Sam dan Lisa sama sekali belum berani melangkah maju untuk masuk ke dalam ruangan. Keduanya masih berdiri di ambang pintu.

"Jadi, apakah lo yakin kalau kita harus ngecek satu per satu di dalam situ?" bisik Sam.

Lisa beberapa kali menarik dan menghela napasnya. Ia kesulitan berpikir. Otaknya terasa buntu, seakan-akan seseorang sengaja menyumpal otaknya dengan batu. "Kita gak punya cara lain."

Sam saat ini sedang menyorot boneka yang telungkup di atas lantai dengan tangan dan kaki yang terikat dan potongan kepala seperti bola di depan tubuhnya dengan wajah yang mengarah ke langit-langit ruangan. Dua boneka yang wajahnya tertutup topeng kain, berdiri di samping kiri dan kanan tubuh boneka yang telungkup. Salah satunya memegangi samurai seperti baru saja mengayunkan samurai untuk menebas kepala orang yang dieksekusi itu. Ketiganya adalah pria. Tubuh mereka dilapisi debu dengan warna baju kain yang pudar. Cat merah gelap membanjiri lantai di tempat sang 'tersangka' atau mungkin 'korban' dieksekusi.

"Tapi, dia cowok dan tubuhnya lebih tinggi dari Ana," bisik Sam dengan suara gemetar.

"Ada banyak boneka di sini. Kita harus periksa boneka anak kecil di sana," tunjuk Lisa sambil menyoroti senter ke arah anak kecil yang terduduk menyandarkan punggung di dinding dengan kedua tangan dirantai. Kepalanya menunduk, ditutupi rambut hitam legam yang panjang seperti tirai yang menutupi jendela rumah. Tirai gelap dan jendela di malam hari, selalu mengundang misteri. Seperti itulah wajah sang gadis kecil ditutupi rambutnya. Misteri wajahnya yang sengaja ditutupi.

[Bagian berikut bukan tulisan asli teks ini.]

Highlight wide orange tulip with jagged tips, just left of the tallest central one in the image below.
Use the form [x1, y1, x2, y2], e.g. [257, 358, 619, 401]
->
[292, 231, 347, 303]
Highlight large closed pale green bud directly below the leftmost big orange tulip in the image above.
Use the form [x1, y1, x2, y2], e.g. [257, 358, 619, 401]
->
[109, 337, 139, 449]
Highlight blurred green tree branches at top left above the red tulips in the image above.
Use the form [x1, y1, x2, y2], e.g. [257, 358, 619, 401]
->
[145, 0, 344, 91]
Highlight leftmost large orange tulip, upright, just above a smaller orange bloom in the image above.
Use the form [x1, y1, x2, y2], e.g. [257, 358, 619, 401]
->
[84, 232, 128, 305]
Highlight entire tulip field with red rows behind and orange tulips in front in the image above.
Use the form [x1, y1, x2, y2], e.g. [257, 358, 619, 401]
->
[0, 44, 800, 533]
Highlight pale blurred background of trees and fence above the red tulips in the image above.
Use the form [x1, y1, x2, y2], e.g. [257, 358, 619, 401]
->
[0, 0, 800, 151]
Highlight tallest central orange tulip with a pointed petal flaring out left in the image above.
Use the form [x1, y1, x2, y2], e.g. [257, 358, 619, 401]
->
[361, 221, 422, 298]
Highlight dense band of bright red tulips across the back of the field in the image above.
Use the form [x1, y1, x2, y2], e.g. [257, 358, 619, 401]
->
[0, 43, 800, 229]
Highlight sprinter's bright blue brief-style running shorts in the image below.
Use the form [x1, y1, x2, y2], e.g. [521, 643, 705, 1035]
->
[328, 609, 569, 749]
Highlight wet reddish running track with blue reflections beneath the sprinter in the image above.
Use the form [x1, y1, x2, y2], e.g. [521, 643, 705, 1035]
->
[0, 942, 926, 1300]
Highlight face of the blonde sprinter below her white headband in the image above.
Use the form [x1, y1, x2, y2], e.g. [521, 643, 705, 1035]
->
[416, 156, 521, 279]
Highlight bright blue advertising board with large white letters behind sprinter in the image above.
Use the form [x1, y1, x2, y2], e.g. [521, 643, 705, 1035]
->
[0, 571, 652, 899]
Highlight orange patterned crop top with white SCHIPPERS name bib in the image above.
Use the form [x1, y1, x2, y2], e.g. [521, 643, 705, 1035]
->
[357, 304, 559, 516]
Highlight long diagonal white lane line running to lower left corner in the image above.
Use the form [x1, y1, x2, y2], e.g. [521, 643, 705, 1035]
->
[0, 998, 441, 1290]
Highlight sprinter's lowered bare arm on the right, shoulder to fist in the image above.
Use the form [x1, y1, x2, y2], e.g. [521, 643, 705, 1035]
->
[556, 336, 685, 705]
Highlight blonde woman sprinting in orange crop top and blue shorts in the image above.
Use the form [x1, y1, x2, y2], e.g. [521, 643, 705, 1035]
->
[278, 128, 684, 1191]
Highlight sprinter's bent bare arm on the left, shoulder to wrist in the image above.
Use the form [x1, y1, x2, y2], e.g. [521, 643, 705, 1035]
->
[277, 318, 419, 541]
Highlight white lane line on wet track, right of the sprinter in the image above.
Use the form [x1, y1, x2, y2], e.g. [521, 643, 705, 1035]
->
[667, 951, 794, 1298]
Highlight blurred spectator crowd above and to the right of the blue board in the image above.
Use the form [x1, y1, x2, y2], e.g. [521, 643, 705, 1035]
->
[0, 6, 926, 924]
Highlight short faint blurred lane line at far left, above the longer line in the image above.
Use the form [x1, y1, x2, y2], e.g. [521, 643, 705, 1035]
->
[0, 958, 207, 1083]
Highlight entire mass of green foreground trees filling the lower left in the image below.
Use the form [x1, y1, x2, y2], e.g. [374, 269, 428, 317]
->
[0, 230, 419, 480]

Gadis kecil itu mengenakan gaun pink selutut yang warnanya memudar atau mungkin karena tertutupi debu yang begitu tebal. Sam meneguk salivanya karena kerongkongannya terasa begitu kering. Tangannya semakin dingin sedingin es. Ada banyak boneka lain di sini. Semuanya berperan menjadi korban penyiksaan dan orang yang memberi penyiksaan atau hukuman.